Risks, limits, and how to mitigate them
- Policy risk. Generative models can over claim. Mitigation, hard code banned phrases, run a vocabulary filter, and add legal review for sensitive categories.
- Duplicates and near duplicates. Image generators often produce similar results. Mitigation, compute a simple perceptual hash on images and reject near duplicates on ingest.
- Offer drift. Models may ignore a specific price or disclaimer. Mitigation, add those details to the prompt and validate with a regex or rule based check before approval.
- Access limits. AssetGenerationService is a closed beta in v22. Mitigation, build the pipeline now and switch the generator on when you gain access. Meanwhile, treat your current human written refresh as if it came from the same pipeline so you can compare later apples to apples.

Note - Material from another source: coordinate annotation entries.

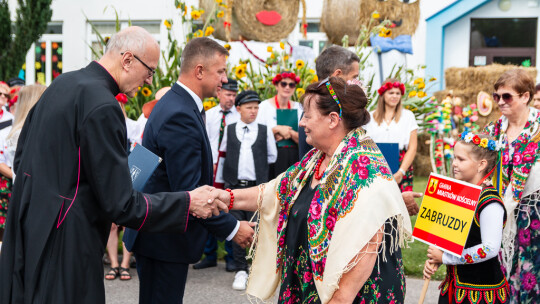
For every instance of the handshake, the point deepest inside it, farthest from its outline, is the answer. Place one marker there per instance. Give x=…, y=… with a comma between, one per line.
x=207, y=201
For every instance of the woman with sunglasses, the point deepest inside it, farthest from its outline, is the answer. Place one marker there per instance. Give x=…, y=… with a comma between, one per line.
x=390, y=123
x=286, y=133
x=320, y=239
x=517, y=179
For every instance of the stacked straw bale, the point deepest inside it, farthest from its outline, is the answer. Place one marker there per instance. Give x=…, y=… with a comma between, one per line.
x=465, y=83
x=245, y=25
x=346, y=17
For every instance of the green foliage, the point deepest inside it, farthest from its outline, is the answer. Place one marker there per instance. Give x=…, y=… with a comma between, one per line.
x=31, y=21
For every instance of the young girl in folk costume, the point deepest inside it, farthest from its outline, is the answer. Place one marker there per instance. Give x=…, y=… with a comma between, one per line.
x=476, y=276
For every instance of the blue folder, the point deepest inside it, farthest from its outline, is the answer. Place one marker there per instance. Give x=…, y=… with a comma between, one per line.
x=390, y=152
x=142, y=164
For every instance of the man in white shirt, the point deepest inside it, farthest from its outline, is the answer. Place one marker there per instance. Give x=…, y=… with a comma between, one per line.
x=248, y=149
x=217, y=118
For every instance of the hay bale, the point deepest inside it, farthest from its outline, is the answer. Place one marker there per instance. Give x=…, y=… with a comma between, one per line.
x=466, y=83
x=244, y=24
x=336, y=23
x=244, y=12
x=422, y=161
x=219, y=33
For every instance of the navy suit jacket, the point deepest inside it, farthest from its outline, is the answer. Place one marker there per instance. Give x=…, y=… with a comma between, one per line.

Building the AI assisted refresh playbook
By the end of two weeks, you should have a first version of a playbook that covers:
- When to refresh, for example, every 14 days or when the fatigue alert triggers.

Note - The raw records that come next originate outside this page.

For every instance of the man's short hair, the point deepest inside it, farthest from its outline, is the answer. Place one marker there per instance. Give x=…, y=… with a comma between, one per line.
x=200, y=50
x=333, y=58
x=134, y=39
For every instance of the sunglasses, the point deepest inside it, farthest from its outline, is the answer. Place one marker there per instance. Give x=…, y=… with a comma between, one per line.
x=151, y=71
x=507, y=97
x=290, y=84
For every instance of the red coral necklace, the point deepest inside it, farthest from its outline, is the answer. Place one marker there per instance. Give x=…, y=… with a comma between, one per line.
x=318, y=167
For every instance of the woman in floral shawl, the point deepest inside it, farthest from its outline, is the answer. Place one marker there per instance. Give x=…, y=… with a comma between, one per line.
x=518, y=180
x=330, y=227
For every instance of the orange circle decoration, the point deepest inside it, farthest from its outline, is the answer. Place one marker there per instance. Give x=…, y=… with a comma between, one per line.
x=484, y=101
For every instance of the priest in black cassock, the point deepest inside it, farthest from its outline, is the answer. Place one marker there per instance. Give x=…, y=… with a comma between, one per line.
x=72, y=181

- What to refresh, priority given to Asset Groups where cost per acquisition is above target or where share of combinations is concentrated in one or two creatives.
- How to refresh, prompt templates, brand guardrails, approval steps, and traffic allocation rules.
- How to measure, a standard report that compares generated versus baseline assets on conversion rate, cost per acquisition, and time in top combinations.
Store this playbook where campaign managers can find it. Update it monthly as the model and your results evolve.
Where Upcite.ai fits
Teams use Upcite.ai to centralize creative experiments, keep prompt and asset labels consistent, and auto assemble performance dashboards that compare generated and baseline assets. For many organizations, the biggest win is operational, reducing the cycle time from a brief to a live test while maintaining a human approval trail.
Rollout checklist after the pilot
If the pilot hits your performance and process targets, roll forward with caution and clarity.
- Scale to more Asset Groups, but keep a 50 percent cap on generated combinations until you see stable cost per acquisition for two more weeks.
- Expand prompts to new angles only after you document what worked in the pilot.
- Share learnings with creative and brand partners so that model patterns inform upcoming shoots and scripts.
The bottom line
Google Ads API v22 put generative asset creation inside the same workflow you already use to build and report campaigns. AssetGenerationService will not replace your brand voice or your best ideas, but it can keep your asset rotation fresh so those ideas show up in more auctions, more often. Run the two week pilot described above, judge it on conversion rate, cost per acquisition, and fatigue, then publish your refresh playbook. The teams that operationalize generative assets now will enjoy lower creative bottlenecks and faster test cycles in Q4 and beyond.